When it comes to scoring a hot date, or a hot lay, is honesty really the best policy?
Imagine this: Finding out that some girls would much rather hear the awful truth from a guy’s mouth than the same old contrived, albeit polite, BS. Someone pinch me, I must be dreaming!
For Your Consideration: Last night at Thursday’s, while partaking in some lively Happy Hour debates about the agony and ecstasy of picking up girls, a female friend professed that it’s better for a guy to be upfront with his intentions, however shallow they may be, than to try to make a good, “job-interview-type” first impression (more on this friend a bit later).
In other words, telling a girl that you value her pretty pussy more than her pretty personality can actually take you further in the game of life sex.
Or can it?
Too Many Catch-22s
Whether you’re looking for the future mother of your children, or an hour at the nearest motel, timing is everything. Picking up a chick is more than just what you say, but WHEN you say it.
And that’s why one of the most frustrating double standards for bachelors in heat has always been the disclosing of intentions.
Case in point: If a guy says he’s only looking for short-term, non-manogamous fun—as soon as he meets the girl, mind you—he can come off as an over-eager creep who’s counting his condoms before they’re unwrapped. But if he lets a few dates go by and then pulls the “I Can’t Commit” card, he’s accused of wasting the girl’s time.
For this reason, I was quick to point out last night that from the time a guy introduces himself, to when he asks the girl out for dinner an hour later, there’s no right time to tell her “I’m just a three-date kinda guy.”
But Wait! Can Some Girls Actually Handle the Truth?
Remember my female friend from Thursday’s? This was her reply to me:
“I was super attracted to this guy. Liked him a lot. But he was very upfront with me from the beginning. He said he wasn’t looking for anything serious…that he couldn’t commit to one person…and that even if we went out, he’d end up on cheating on me.
I respected him more because of his honesty. He put his cards on the table from the get-go. So we’d just see each other from time to time for innocent fun. It was great!”
And this immediately brought to mind two important questions: Where are all the other girls who think like this and where can guys find them?
The “One-Night” Exception…
Ah, the one-night-stands: That perfect-yet-rare moment when two bodies come together, figuratively speaking, and where both parties just want the same thing: no frills S-E-X.
In this heavenly scenario, it’d be perfectly acceptable to tell the girl that you don’t do dinners, poems or endless texting—or anything with her past the second week for that matter.
There’s just one problem. Finding these girls is not easy as you think. In some cases, it can make searching for the remains of Noah’s Ark look like a backyard Easter egg hunt.
That’s because, no matter how much they try to give off those independent, live-for-the-moment vibes, most girls are just waiting for Prince Charming to come sweep them off their feet and whisk them into a life of physical, emotional and (sometimes) financial security.

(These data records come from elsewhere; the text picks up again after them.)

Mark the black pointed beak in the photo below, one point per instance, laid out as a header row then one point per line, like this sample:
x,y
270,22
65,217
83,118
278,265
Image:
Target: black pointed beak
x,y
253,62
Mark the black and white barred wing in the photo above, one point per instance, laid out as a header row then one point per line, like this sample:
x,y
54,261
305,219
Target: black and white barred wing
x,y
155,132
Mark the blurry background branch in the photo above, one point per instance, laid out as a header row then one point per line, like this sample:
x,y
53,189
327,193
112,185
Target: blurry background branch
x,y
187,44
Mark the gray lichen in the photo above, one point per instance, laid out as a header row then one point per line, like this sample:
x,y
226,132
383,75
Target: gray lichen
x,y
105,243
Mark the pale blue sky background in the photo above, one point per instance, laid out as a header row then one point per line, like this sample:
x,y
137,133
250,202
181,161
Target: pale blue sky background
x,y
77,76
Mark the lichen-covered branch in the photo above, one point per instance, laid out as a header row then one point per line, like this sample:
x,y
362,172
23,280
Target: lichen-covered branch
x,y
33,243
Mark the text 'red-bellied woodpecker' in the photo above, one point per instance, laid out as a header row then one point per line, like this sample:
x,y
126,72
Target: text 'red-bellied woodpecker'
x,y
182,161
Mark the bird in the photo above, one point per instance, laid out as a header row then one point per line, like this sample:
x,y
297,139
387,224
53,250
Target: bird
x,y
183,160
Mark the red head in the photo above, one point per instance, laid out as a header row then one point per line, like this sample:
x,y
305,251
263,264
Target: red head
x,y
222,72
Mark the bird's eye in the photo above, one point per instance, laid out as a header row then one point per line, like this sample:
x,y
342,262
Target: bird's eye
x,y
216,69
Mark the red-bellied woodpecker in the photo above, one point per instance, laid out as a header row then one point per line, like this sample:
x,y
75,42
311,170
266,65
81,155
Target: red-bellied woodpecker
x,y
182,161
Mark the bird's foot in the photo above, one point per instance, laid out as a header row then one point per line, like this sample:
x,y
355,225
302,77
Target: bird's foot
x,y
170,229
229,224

You tell a girl that you’re just looking to fuck, and you may as well have leprosy.
Where Do Dudes Go From Here?
I’m sure there are plenty of women out there who think like my aforementioned friend…that it’s better to let a girl know what she’s in for as soon as you meet.
But until more women accept the fact that “most” men are just horn-dogs in disguise, guys will continue to play the role of Mr. Romantic who’s looking for his soul mate. And women’s expectations, like their hearts, will continue to get bruised.